[DRBD-user] Seeking extra info on loopback mounted devices

Thu Feb 9 12:08:17 CET 2012

Hi All,

I've read a few post regarding the possibilities of I/O deadlock if using
a loopback mounted file as the storage layer for DRBD.

I have a few questions which I either haven't found answers to, or haven't
found a recent answer to.

I'll just lay out my scenario so you understand where I'm coming from :)

We run a monitoring system that collects data from thousands of devices,
which is stored in RRD files.  Simple disks don't provide the I/O required
for this system to work well.  With our current NAS vendor, it seems that
the cost-reward ration is not good enough to make dedicated use of these
spindles.  So we're left looking at other solutions.

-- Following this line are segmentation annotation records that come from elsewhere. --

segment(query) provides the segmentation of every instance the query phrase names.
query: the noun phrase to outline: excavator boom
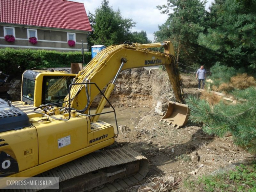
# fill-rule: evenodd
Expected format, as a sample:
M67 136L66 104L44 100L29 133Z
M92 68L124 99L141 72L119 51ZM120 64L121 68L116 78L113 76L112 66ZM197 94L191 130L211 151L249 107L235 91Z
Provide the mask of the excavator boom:
M163 46L164 53L156 52L148 48ZM93 82L102 90L115 77L110 83L105 95L108 98L114 88L117 76L122 71L128 69L165 65L173 90L176 101L182 103L183 93L181 88L181 77L176 62L173 46L170 42L163 43L152 43L112 45L102 50L87 66L82 69L75 78L76 84ZM87 113L94 98L99 93L93 86L84 84L75 85L71 89L71 107ZM68 100L67 97L66 100ZM100 113L104 108L106 100L103 98L99 105L96 113ZM187 120L189 112L184 113L184 107L170 102L168 111L164 116L165 120L174 125L182 126ZM66 104L67 107L68 104ZM169 113L171 111L177 113ZM181 112L182 115L179 113ZM170 115L168 114L170 114ZM175 115L176 114L176 115ZM99 116L94 117L92 121L97 120Z

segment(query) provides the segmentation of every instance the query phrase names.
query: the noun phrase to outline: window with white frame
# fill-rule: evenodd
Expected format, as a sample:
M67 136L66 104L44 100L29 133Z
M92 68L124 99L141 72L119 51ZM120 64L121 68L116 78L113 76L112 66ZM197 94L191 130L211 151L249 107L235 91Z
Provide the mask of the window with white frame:
M12 35L15 37L15 29L14 27L4 27L4 35L5 36L7 35Z
M75 41L75 33L68 33L68 41L73 40Z
M37 30L36 29L28 29L28 38L34 37L37 39Z

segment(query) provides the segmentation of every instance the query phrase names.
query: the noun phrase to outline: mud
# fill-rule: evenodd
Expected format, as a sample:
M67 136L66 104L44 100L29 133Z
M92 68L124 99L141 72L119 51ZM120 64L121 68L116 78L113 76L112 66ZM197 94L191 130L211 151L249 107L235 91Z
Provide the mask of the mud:
M112 100L115 106L125 106L128 111L133 110L133 106L140 108L146 105L150 108L142 114L134 114L139 120L135 121L134 130L120 133L110 148L126 145L139 151L149 161L148 177L158 175L174 177L175 181L181 180L181 184L177 187L177 190L181 191L186 190L182 183L189 177L210 174L220 168L255 159L253 155L235 145L232 136L220 138L205 134L202 130L202 125L189 122L179 129L159 122L162 116L156 112L157 104L160 101L164 104L168 100L173 100L173 93L170 85L166 83L166 74L159 73L165 72L157 72L148 75L147 72L145 75L145 72L131 71L133 77L137 77L133 81L138 84L136 86L130 83L125 85L134 80L134 77L129 77L129 73L119 79L117 87L121 86L122 90L130 91L125 91L124 95L121 89L115 91ZM195 77L182 75L182 77L185 80L183 85L184 92L199 97L200 93L193 89L197 86ZM143 88L145 84L146 86ZM140 94L147 94L150 95L137 97ZM131 125L120 121L119 123L128 127ZM129 190L131 187L123 191L132 191Z

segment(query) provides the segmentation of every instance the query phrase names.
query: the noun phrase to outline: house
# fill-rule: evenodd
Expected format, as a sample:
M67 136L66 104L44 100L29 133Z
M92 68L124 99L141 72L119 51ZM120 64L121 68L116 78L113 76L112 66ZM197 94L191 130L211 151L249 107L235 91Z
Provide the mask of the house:
M83 40L84 50L88 51L91 32L83 3L67 0L0 0L0 48L77 51Z

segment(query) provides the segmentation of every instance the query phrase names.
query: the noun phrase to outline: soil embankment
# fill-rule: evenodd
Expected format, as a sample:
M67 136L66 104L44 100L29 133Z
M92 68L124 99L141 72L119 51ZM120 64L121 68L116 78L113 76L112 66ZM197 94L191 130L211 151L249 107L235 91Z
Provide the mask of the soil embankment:
M109 148L128 146L134 148L148 159L148 177L161 174L165 178L174 178L170 182L181 182L190 176L210 173L254 158L235 145L232 137L206 135L201 125L189 122L177 128L159 122L162 117L160 112L164 113L168 101L174 98L166 72L148 73L144 69L135 69L122 72L118 76L109 100L115 107L120 108L120 116L127 120L117 119L121 131ZM194 77L182 78L184 92L199 96L193 88L197 84ZM14 92L18 89L15 87ZM96 107L100 99L97 96L93 106ZM156 112L157 104L158 113Z

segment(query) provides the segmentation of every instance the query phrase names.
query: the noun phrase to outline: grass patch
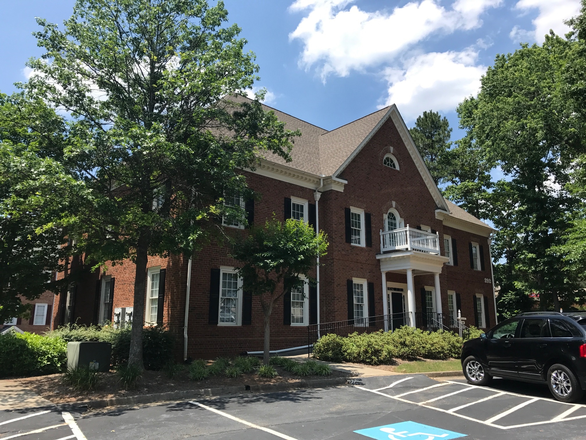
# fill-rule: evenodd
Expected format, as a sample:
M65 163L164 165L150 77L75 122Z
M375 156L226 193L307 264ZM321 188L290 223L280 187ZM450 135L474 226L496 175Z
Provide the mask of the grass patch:
M458 371L462 364L458 359L447 361L415 361L403 362L394 368L396 373L430 373L430 371Z

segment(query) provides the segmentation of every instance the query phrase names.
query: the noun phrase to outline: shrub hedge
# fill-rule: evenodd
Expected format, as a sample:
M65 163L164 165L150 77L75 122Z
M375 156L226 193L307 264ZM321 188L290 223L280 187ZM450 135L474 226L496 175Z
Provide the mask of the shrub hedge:
M471 328L471 339L481 333ZM463 343L462 338L451 331L424 331L404 326L392 332L355 332L346 337L326 334L314 345L314 356L324 361L379 365L389 363L393 358L457 358Z

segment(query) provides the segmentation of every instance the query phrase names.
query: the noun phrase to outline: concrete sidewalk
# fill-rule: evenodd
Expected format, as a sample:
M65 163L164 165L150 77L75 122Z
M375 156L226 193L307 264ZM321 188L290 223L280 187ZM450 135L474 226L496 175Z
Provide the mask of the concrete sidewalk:
M53 405L46 399L21 385L15 380L0 380L0 411Z

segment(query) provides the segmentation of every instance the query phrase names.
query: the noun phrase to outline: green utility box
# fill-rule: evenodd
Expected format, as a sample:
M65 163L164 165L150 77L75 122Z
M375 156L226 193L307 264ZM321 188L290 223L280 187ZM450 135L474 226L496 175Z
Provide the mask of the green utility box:
M111 352L112 344L109 342L68 342L67 370L85 367L107 371Z

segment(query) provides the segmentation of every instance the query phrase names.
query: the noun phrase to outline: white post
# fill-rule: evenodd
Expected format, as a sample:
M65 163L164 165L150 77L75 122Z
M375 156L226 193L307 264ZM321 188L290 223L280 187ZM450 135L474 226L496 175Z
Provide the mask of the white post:
M382 272L383 279L383 316L384 320L384 331L389 331L389 301L387 299L387 273Z
M411 327L415 327L415 291L413 290L413 270L407 269L407 303Z

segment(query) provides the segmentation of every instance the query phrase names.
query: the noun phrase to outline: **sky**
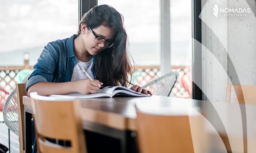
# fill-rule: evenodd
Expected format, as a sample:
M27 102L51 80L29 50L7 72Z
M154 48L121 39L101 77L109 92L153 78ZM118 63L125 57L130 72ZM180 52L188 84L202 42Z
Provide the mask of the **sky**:
M189 0L171 0L173 54L186 54L189 50L191 3ZM159 63L160 0L98 0L98 4L102 4L112 6L123 15L133 56L145 54L147 51L141 51L143 45L154 45L149 48L145 46L151 50L148 52L154 54L148 55L151 57L148 62ZM32 48L39 48L35 55L37 57L48 42L70 37L78 29L78 6L77 0L63 0L61 3L58 0L0 0L0 53L13 52L15 54L17 51L32 51ZM1 58L5 57L0 55L2 65ZM140 62L138 57L135 59Z

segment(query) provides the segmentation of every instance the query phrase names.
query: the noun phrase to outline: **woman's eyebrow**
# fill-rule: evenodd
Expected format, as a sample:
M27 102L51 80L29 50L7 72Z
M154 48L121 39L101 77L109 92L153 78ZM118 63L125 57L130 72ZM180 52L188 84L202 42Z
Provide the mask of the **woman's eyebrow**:
M94 33L95 34L95 35L96 35L97 36L99 36L100 37L101 37L104 38L106 40L108 40L108 41L112 41L113 40L113 38L112 39L106 39L106 37L105 37L105 36L102 35L101 34L97 34L96 32L95 32L95 31L93 31L94 32Z

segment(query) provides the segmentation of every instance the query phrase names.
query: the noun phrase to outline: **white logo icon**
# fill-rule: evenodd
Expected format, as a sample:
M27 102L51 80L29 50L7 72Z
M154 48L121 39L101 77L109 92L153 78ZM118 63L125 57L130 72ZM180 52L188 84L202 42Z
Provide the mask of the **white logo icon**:
M214 6L213 6L213 15L216 17L218 17L218 7L217 4L215 4Z

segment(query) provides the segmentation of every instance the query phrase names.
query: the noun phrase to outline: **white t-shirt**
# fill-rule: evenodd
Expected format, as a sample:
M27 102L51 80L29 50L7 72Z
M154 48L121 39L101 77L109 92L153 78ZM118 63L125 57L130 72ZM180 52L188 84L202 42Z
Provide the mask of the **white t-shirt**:
M93 78L93 71L92 71L93 64L92 58L91 60L88 62L83 62L77 59L77 62L73 70L71 81L89 79L82 71L82 70L80 68L78 64L79 64L81 68L83 68L92 78Z

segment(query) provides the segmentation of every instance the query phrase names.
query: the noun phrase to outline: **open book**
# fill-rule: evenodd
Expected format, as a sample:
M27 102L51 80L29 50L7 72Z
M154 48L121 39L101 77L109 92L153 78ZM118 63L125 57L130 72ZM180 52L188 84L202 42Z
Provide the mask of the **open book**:
M91 98L99 97L112 97L114 96L148 96L150 95L139 93L122 86L102 87L96 94L84 94L79 93L72 93L65 95L54 94L51 97L62 98Z

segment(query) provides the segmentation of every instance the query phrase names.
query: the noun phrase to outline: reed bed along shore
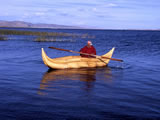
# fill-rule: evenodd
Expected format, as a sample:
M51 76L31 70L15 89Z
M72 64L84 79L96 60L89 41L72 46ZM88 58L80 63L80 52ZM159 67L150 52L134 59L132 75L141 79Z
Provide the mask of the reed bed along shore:
M7 39L7 36L24 35L34 36L34 41L37 42L54 42L54 41L68 41L73 42L75 38L94 38L88 34L75 34L64 32L38 32L38 31L25 31L25 30L6 30L0 29L0 39Z
M3 41L3 40L7 40L7 38L4 35L0 35L0 41Z

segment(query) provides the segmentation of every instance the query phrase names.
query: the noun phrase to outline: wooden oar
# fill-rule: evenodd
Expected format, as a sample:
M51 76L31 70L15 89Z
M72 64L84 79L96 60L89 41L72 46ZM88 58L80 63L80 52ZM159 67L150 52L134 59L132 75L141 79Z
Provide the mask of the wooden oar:
M104 56L93 55L93 54L88 54L88 53L82 53L82 52L77 52L77 51L72 51L72 50L66 50L66 49L56 48L56 47L48 47L48 48L56 49L56 50L61 50L61 51L66 51L66 52L78 53L78 54L83 54L83 55L89 55L89 56L98 57L98 58L106 58L106 59L110 59L110 60L114 60L114 61L123 62L123 60L116 59L116 58L108 58L108 57L104 57Z

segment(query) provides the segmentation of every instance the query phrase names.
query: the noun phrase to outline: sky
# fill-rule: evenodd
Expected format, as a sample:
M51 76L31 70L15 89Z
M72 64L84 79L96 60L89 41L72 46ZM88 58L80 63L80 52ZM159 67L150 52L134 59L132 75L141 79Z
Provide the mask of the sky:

SSDs seem to degrade too fast for the given I/O profile - although the last
test was over a year ago, so it may be worth looking at this again.

So for the last year or two we have been using a prefabricated disk images,
dropped into tmpfs and loopback mounted.  This gives great performance, and
some level of persistence (assuming the server doesn't die!), the disk
image can be unmounted and copied back to physical disk before powering
down the server etc.  This is very stable, the current primary server has
had it's image loopback mounted in this fashion for about two years and
counting without unmounting :)
We are also running the DB for this application in another refab image
using the same method.

One piece missing from our current solution - which I am currently looking
at re-vamping - is descent replication for DR purposes (or clsuter
partneship using active standby).

My initial plan was to use DRDB :)
I have already configured this as a layer on top of our current tmpfs,
prefab image, loopback solution for testing.
Then I found posts advising against it because an I/O deadlock _will_
happen.

Damn!

In this post, I found some interesting info.
http://www.digipedia.pl/usenet/thread/15095/10032/

"you'd hit this sooner with drbd 0.6, or with drbd 0.7 and kernel 2.4.
you can probably still hit this with the most recent drbd and kernel."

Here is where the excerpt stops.